JTF (just the facts): A total of 22 large scale color photographs, framed in grey metal and unmatted, and hung against white walls in the main gallery space and a smaller back room. All of the works are c-prints, taken between 1985 and 2010 and printed in 2013. The prints on view are sized either 50×60 (in editions of 10) or 60×72 (in editions of 5); there are 12 prints in the smaller size and 10 in the larger size on display. A monograph of this body of work entitled Parcours Muséologique Revisité was published by Steidl in 2009 (here). (Installation shots below.)

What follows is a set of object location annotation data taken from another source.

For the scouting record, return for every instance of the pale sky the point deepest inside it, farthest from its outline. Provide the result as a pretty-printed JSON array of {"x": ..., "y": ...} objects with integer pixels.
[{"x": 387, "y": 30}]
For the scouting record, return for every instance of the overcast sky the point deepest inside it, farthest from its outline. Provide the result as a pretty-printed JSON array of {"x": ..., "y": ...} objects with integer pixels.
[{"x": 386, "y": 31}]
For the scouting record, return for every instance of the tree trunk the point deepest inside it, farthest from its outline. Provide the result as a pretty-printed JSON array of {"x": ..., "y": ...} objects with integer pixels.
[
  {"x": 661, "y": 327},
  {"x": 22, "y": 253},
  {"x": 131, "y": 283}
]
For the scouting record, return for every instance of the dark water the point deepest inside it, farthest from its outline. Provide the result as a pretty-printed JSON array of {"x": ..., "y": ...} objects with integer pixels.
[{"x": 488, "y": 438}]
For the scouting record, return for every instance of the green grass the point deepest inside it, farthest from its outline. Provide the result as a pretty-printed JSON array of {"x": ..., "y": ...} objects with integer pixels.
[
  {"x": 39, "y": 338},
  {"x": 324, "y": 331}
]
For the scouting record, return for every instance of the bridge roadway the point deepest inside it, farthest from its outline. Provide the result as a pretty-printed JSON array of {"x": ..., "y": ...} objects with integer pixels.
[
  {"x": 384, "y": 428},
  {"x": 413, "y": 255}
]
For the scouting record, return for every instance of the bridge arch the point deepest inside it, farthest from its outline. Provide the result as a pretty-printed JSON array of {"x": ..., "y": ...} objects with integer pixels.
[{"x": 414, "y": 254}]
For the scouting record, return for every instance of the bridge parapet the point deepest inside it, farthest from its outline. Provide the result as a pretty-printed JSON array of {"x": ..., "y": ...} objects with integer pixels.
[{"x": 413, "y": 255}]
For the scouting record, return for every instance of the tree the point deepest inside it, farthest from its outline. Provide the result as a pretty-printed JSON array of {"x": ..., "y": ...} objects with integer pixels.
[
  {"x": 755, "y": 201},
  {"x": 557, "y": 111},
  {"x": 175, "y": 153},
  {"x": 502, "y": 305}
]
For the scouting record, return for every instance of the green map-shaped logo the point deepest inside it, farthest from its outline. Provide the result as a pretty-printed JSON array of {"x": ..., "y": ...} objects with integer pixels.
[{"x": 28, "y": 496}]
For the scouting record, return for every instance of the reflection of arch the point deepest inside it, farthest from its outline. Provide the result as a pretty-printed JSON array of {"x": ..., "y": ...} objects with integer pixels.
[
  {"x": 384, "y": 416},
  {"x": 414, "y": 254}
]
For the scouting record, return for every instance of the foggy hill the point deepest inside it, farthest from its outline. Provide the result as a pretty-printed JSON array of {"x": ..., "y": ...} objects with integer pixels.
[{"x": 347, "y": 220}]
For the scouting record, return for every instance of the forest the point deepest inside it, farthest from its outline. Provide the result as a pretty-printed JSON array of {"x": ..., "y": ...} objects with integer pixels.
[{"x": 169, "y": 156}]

Comments/Context: Back in the mid 1980s, Robert Polidori began his now famous project documenting the behind the scenes restorations at the Château de Versailles. Long before luscious photographs of rotting, ruined buildings became their own discrete genre, Polidori made sumptuous, large format images of the faded grandeur and in-process reconstruction of the palace, peeling back the worn layers of history with an eye for crisp detail. In the past decade, the artist has once again returned to this celebrated site, adding new images to his already comprehensive catalog of revisions. This show mixes pictures from both periods, offering an ongoing view of the slow march of maintenance and transformation.
What is perhaps most remarkable about Polidori’s images of Versailles is how he was able to consistently discover timeless moments of elegance, not in the perfection of the fanciest and most ornate public rooms but in the dusty transience of spaces being fixed up and retrofitted. Most of the images offer a startling contrast between the finery of lush damask wallpapers, gilded moldings, and artistic treasures and the roughness of wooden scaffolding, torn up marble floors, and crumbling fireplaces. Regal portraits and massive murals have been taken down, leaving exposed holes and empty spaces – they wait patiently to be rehung, sitting upside down or haphazardly stacked against a nearby wall; heavy sculpture fares no better, often left in place amid the clutter of construction debris. Polidori’s carefully crafted compositions juxtapose these competing elements with a rigorous eye for spatial geometry, using telescoping views of hallways and mirror multiplied chandeliers or squared off framing in pure morning light to enhance the visual contrasts. Interleaved with the wider views, small precise details revel in textures: a worn keyhole, the fraying edge of a hidden door, or the exposed wood of a molding being repaired. Captured as up-close photographic still lifes (with an eye for both bold and subtle color), these fragments of cracking plaster or grubby ripped silk offer themselves as snippets of evidentiary history, the remnants of continued use made gracefully explicit.
In the some 25 years since Polidori started this project, countless others have followed his lead and made large, stately images of grand interiors and fading glory. But what makes these particular images of Versailles so durable is their sense of history as a balanced and evolving process. Given its central place as a symbol and showpiece, the palace is a repository for both lofty aspirations and mundane practicalities, where heroes from the past preside over a present worn ragged by a never ending stream of tourists. These pictures don’t give us the cleaned up post card view of hermetically sealed history, but instead point us toward the hidden grandeur in aging and rebuilding. They give us a sense of something special, both in their pull-back-the-curtain secrets and their larger reminder of the continued intermingling of past and present.
Collector’s POV: The prints in this show are priced as follows. The 50×60 prints are $30000 each, while the 60×72 prints are $45000 each. Polidori’s works are consistently available at auction, with recent prices ranging between $7000 and $55000. Robert Polidori is represented in New York by Edwynn Houk Gallery (here).